Open marcosmarxm opened 2 years ago
Comment made from Zendesk by Marcos Marx on 2022-10-10 at 15:02:
Hello there! You are receiving this message because none of your fellow community members has stepped in to respond to your topic post. (If you are a community member and you are reading this response, feel free to jump in if you have the answer!) As a result, the Community Assistance Team has been made aware of this topic and will be investigating and responding as quickly as possible.
Some important considerations that will help your to get your issue solved faster:
* It is best to use our topic creation template; if you haven’t yet, we recommend posting a followup with the requested information. With that information the team will be able to more quickly search for similar issues with connectors and the platform and troubleshoot more quickly your specific question or problem.
* Make sure to upload the complete log file; a common investigation roadblock is that sometimes the error for the issue happens well before the problem is surfaced to the user, and so having the tail of the log is less useful than having the whole log to scan through.
* Be as descriptive and specific as possible; when investigating it is extremely valuable to know what steps were taken to encounter the issue, what version of connector / platform / Java / Python / docker / k8s was used, etc. The more context supplied, the quicker the investigation can start on your topic and the faster we can drive towards an answer.
* We in the Community Assistance Team are glad you’ve made yourself part of our community, and we’ll do our best to answer your questions and resolve the problems as quickly as possible. Expect to hear from a specific team member as soon as possible.
Thank you for your time and attention.
Best,
The Community Assistance Team
Comment made from Zendesk by Marcos Marx on 2022-10-12 at 14:40:
+1
I’m getting the exact same error with a very similar deployment on AWS EKS, using custom S3 logging. This was working with our previous version of Airbyte,
[Discourse post]v0.38.3-alpha
, and started failing after the upgrade tov0.40.14
A resolution here that does not involve reverting back to MINIO would be well appreciated.

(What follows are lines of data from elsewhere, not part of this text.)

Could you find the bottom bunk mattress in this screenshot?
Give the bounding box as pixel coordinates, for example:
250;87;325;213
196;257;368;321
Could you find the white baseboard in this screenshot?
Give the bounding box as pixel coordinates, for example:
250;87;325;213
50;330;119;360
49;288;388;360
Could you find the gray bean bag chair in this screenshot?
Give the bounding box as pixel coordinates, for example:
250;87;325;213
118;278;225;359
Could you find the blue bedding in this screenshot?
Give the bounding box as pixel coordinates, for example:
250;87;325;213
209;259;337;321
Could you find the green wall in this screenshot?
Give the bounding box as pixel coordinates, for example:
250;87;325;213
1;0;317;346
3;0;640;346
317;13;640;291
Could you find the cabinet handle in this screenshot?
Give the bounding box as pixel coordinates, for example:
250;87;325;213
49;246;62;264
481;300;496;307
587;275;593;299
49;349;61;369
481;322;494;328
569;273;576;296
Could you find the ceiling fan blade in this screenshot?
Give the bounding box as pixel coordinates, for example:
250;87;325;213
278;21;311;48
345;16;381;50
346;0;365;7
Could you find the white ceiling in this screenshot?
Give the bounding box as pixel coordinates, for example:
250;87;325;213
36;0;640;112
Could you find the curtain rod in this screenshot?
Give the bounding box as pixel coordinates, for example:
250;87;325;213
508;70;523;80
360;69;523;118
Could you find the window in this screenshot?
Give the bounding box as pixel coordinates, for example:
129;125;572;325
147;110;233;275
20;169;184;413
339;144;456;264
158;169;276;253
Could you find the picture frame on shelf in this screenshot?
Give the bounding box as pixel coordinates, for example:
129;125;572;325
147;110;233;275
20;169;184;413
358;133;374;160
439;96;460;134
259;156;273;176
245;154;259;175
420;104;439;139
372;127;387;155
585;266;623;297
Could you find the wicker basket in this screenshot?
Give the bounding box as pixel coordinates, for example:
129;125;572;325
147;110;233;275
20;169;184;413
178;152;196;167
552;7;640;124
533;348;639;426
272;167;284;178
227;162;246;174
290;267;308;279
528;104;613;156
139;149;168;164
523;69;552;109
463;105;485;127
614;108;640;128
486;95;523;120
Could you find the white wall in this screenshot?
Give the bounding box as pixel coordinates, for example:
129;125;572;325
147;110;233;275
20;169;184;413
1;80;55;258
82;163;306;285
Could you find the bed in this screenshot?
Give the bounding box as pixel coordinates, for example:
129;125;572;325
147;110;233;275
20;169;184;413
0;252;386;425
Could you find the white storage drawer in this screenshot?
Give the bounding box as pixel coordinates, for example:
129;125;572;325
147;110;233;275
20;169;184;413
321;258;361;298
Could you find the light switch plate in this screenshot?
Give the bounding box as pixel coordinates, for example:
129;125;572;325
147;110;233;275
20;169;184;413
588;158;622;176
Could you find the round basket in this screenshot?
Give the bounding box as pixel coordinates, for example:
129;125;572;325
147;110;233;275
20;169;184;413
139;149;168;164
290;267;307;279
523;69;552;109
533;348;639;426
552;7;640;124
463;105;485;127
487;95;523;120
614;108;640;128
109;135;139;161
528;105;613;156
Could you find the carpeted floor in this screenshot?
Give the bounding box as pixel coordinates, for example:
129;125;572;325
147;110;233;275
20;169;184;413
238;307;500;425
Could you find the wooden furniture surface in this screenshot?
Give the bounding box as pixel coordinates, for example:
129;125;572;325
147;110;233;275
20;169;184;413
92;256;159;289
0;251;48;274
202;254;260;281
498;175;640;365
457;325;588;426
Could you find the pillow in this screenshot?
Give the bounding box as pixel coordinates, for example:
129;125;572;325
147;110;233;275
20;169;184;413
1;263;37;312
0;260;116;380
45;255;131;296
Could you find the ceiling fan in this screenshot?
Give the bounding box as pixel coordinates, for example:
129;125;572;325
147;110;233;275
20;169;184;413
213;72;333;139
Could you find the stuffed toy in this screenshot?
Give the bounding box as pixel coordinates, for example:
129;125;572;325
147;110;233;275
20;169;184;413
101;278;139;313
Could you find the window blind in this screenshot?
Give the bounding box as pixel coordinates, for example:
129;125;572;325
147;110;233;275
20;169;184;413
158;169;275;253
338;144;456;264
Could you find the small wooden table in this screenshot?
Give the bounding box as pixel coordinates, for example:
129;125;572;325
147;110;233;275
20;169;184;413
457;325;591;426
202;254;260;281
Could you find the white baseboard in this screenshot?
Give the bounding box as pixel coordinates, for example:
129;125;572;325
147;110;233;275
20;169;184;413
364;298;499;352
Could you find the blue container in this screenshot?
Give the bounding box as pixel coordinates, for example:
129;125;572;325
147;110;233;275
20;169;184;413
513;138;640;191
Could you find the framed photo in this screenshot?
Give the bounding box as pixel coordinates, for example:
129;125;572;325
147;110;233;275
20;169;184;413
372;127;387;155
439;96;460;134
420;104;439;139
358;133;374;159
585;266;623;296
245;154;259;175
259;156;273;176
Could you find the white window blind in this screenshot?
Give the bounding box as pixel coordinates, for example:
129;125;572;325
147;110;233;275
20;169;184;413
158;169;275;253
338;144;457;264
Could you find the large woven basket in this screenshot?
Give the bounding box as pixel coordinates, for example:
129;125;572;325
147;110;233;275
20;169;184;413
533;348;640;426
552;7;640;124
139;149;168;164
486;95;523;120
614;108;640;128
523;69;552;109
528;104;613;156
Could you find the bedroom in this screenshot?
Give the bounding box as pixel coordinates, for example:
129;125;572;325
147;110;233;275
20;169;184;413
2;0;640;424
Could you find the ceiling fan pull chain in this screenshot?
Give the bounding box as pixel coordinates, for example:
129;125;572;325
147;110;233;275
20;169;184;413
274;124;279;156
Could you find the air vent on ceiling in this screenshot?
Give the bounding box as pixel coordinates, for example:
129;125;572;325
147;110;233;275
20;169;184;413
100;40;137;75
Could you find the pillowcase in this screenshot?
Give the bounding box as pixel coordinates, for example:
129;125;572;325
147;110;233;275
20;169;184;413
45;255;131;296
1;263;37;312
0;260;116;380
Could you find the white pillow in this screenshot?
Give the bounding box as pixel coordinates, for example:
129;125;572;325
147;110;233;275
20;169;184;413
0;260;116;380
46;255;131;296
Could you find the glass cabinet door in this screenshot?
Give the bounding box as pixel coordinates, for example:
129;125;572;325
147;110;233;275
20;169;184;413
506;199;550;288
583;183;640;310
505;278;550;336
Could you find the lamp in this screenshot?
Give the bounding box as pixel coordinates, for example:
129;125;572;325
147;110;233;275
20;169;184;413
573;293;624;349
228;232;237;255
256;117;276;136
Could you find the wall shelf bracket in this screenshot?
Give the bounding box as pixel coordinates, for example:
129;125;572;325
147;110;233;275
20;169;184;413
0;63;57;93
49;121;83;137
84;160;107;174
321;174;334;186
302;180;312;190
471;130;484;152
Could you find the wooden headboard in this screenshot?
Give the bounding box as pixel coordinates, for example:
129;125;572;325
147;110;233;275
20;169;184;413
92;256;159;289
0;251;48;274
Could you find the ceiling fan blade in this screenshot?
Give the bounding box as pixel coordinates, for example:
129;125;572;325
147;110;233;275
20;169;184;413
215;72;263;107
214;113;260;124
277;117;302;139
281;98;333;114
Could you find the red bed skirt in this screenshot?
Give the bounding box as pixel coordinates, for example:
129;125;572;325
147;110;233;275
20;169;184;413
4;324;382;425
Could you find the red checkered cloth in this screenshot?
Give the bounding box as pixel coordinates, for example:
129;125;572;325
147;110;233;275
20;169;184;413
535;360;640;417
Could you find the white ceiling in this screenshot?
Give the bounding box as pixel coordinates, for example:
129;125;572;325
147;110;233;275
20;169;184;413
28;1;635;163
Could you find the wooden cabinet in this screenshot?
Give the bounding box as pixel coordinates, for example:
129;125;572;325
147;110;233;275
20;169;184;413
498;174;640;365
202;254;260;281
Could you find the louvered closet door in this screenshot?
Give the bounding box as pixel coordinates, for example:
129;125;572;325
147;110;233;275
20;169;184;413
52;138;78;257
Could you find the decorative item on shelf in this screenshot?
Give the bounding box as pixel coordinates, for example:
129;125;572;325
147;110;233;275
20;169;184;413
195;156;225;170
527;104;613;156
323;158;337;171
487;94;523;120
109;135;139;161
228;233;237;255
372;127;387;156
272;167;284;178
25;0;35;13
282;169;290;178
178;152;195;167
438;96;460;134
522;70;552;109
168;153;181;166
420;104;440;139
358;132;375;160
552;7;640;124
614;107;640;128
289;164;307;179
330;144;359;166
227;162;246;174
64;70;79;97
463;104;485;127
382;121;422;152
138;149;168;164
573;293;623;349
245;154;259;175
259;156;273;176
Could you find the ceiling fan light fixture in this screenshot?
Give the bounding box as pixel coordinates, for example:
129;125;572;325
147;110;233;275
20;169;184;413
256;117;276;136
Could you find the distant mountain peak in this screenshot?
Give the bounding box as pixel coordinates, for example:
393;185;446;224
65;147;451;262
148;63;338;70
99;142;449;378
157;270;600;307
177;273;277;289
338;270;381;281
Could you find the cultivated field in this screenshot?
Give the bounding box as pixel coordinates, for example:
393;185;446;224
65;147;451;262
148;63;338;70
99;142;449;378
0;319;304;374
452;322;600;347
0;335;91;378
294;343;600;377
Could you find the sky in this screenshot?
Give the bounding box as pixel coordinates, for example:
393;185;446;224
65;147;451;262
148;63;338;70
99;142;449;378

Comment made from Zendesk by Sunny on 2022-10-14 at 21:05:
Hey there, I previously created an issue requesting better documentation on these config options, please add a thumbs up and comment any other info you'd like to add: https://github.com/airbytehq/airbyte-internal-issues/issues/1007
Are you deploying with helm or kustomize?
I am seeing here thatS3
should be an acceptable config option for WORKER_STATE_STORAGE_TYPE:
https://github.com/airbytehq/airbyte/blob/master/airbyte-workers/src/main/java/io/airbyte/workers/config/CloudStorageBeanFactory.java#L84
Created https://github.com/airbytehq/airbyte/issues/18016 to track this issue
Comment made from Zendesk by Sunny on 2022-10-14 at 21:20:
Hello, I see that there has been some updates.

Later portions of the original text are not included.